Only few know that the territory of Liubavas estate reached beyond the left shore of the Neris river. Even during the interwar and the parcelling process, Liubavas Manor managed to retain the ownership of those woody territories covering several hundred hectares. Liubavas Manor also owned the left watercourse of the Neris. A cable transport was installed over the river. The territory extended up to Turniškės, towards Vilnius, and had a separate name - Little Liubavas. The forest provided the manor with wood, berries, mushroom, and the game. On the steep river slope, in the picturesque place there was a seat of Liubavas forester. The seat consisted of two buildings and a pond. During the interwar, the position of the manor's forester was occupied by Tučinskis. Here he lived together with his family. Manor workers could freely pick mushroom and berries in the forest, while outsiders had to buy a ticket. Contemporaries recollect that the forest was full of mushroom.

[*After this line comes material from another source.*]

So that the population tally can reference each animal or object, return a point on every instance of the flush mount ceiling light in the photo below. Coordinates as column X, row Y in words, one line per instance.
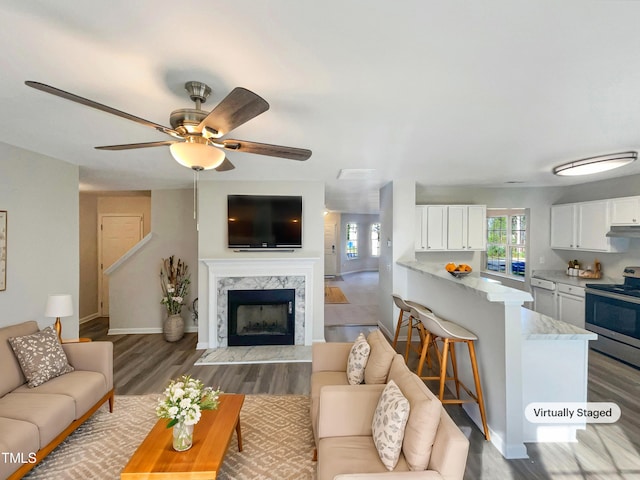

When describing the pre-war manor, it would be unfair to omit the manor inn near the Neris river. In 1857, the manor had as many as two inns. One was near the Žalesa River on the old Molėtai road, in Žalesa village, where road fee was collected, and the other one on the road alongside the river. After both of the roads had lost their significance, the inns were closed. In 1928 a farmer Františekas Kliukovskis bought from R. Slizienis the Neris inn together with the area of 45 ha. At that moment there lived two Jewish women and a joiner Viktoras Pilkauskas coming from Utena Manor. Even after the building was sold to the new owners, Pilkauskas stayed in the inn for some time and kept around 30 beehives. You can still see a bench made by him in the manor. The swans from the manor ponds would come near the Neris inn. Sometimes the manor owner himself together with his servants would come to catch the swans.
A young fellow who repaired furniture in Liubavas manor gave his picture to his beloved manor maid Jadvyga Rapcevičiūtė, with the inscription on the other side: As a proof of my love - Porfirja Devetnikovas, Liubavas Manor, 25 April 1926.